Ms. Meng is the chief financial officer of Huawei Technologies Co. Ltd., a Chinese company. The United States alleges Ms. Meng misrepresented Huawei’s relationship with another company, Skycom Tech Co. Ltd., in a PowerPoint presentation to HSBC, a global bank, in Hong Kong in 2013. The purpose, it says, was to evade sanctions on Iran. That put the bank at risk of criminal or civil liability, the U.S. says.

But Mr. Addario said the summary the U.S. gave Canadian authorities was deeply flawed.

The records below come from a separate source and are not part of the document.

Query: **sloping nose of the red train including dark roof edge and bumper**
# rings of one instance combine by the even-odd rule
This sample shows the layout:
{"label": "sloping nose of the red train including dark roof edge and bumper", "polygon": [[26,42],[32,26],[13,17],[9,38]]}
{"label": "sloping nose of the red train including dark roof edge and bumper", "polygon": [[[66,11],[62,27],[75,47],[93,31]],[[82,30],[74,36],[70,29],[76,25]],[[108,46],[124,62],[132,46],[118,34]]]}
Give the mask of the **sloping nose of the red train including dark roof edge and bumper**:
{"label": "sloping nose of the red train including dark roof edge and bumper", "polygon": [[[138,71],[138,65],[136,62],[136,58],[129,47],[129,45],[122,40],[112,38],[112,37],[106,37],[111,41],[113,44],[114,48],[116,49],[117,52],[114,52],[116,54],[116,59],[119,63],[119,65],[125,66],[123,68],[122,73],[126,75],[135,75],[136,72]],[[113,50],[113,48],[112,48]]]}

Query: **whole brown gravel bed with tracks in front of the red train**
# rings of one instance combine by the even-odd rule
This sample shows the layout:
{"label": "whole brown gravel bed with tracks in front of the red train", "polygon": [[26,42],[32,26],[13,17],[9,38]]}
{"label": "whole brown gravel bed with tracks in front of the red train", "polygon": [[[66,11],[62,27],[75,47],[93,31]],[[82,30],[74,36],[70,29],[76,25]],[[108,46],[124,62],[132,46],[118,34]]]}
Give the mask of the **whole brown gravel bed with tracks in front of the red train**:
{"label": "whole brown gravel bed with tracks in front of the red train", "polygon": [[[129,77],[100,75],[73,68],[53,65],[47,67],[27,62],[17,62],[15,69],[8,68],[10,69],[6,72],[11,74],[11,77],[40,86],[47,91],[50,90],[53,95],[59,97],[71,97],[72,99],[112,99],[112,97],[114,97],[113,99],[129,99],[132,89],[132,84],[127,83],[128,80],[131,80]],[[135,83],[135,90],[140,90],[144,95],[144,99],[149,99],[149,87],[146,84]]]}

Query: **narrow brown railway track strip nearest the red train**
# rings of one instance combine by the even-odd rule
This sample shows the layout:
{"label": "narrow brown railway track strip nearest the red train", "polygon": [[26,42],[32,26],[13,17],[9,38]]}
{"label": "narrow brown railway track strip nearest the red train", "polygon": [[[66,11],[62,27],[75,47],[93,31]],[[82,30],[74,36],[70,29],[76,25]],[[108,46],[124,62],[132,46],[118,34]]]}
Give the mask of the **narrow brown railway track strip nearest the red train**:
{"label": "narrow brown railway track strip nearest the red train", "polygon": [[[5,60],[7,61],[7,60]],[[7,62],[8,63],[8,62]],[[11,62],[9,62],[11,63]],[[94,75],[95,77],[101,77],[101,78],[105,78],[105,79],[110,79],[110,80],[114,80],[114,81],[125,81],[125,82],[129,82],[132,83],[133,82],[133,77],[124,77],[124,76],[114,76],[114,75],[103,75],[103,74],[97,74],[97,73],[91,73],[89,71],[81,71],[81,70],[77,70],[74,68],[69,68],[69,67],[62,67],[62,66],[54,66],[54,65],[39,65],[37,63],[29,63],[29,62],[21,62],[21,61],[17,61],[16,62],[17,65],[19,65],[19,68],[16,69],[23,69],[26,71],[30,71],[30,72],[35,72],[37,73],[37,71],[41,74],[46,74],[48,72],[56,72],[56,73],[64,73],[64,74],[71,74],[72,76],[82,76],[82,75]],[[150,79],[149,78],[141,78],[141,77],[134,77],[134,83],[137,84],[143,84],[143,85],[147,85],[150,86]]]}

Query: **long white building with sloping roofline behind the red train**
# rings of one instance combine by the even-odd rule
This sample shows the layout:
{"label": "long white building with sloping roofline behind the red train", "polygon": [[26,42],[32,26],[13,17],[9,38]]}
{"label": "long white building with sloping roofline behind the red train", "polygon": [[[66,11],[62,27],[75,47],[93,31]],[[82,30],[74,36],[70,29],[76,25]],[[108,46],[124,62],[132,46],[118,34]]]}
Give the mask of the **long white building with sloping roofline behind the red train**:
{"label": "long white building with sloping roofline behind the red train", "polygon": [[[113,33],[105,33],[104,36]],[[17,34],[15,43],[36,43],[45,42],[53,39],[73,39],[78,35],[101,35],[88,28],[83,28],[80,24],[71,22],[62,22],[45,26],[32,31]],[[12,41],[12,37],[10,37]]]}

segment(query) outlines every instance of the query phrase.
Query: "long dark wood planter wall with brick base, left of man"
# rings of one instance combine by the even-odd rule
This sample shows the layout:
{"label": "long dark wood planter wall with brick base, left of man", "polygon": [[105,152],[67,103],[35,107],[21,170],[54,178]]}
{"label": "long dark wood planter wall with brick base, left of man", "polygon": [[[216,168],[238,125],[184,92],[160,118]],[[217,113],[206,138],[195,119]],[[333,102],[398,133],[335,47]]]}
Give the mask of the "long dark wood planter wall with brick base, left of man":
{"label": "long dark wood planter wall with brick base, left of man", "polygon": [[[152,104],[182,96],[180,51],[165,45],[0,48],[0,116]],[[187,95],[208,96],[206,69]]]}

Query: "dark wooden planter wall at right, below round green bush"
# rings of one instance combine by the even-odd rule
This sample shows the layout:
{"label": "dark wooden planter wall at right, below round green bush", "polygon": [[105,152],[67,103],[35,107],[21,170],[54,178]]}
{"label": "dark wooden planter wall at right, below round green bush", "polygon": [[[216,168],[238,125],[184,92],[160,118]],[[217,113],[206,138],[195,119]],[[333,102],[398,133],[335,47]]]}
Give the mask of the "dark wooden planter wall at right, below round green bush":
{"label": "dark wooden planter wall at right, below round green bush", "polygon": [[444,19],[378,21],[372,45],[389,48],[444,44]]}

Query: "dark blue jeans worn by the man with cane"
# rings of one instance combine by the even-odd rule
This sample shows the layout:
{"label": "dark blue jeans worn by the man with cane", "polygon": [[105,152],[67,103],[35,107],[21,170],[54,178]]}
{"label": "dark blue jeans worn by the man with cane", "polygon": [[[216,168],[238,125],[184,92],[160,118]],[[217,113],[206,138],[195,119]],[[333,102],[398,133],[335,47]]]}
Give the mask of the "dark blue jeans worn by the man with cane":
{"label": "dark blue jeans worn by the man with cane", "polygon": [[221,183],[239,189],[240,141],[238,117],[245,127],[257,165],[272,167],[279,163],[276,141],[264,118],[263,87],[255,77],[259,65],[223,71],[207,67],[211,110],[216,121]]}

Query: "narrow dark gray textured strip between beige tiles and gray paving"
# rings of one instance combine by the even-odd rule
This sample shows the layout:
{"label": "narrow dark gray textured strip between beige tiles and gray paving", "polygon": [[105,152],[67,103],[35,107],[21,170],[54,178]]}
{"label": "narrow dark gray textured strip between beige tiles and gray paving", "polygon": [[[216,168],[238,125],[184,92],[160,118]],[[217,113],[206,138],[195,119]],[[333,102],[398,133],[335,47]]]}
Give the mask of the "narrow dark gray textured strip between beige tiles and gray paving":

It falsely asserted that HSBC could face criminal liability if it were duped by Ms. Meng, he said, adding: “The portrayal of U.S. sanctions law obscured the fact that the relationship between Huawei and Skycom was irrelevant to whether the bank violated or could violate U.S. sanctions law.”

And based on documents the defence team obtained from HSBC this spring, he said it is clear the U.S. falsely stated that only junior employees of HSBC were aware of the control Huawei exercised over Skycom, through a company called Canicula. HSBC had conducted a know-your-client study on Skycom, and a senior HSBC executive knew that Canicula owned Skycom and that Huawei controlled Canicula’s bank accounts, Mr. Addario said.

He also mentioned the two examples that were front-and-centre on Thursday: that Ms. Meng had told HSBC during the Power Point presentation that Skycom was “controllable” by Huawei; and that the two worked together as partners on sales and services, while complying with U.S. sanctions on Iran.

Canadian law presumes that the case against Ms. Meng, as summarized by the U.S., is trustworthy. But the presumption can be challenged if the defence can show the evidence is unreliable. However, Associate Chief Justice Holmes has already ruled that most (but not all) of the evidence compiled by Ms. Meng’s lawyers this spring is inadmissible in the “committal” phase of the hearing – which determines whether there is enough evidence to send her to trial. (Ms. Meng’s statement to HSBC about the “controllable” relationship, and the partnership on sales and service, were ruled admissible.)

Mr. Addario told the court it had not disallowed the use of the evidence to establish U.S. misconduct. The judge was skeptical, and asked him how his evidence could be “immaterial” to extradition and yet provide a basis for a ruling on U.S. misconduct.

Monika Rahman, a lawyer for the Canadian Attorney-General’s department, which is presenting the U.S. case for extradition, said none of the allegations justify “an inference of misconduct.”

The RCMP’s arrest of Ms. Meng in December, 2018, at the request of the U.S., has caused a deep breach in Canada-China relations. China has detained two Canadians, Michael Spavor and Michael Kovrig, for 971 days. Ms. Meng is free on bail in Vancouver.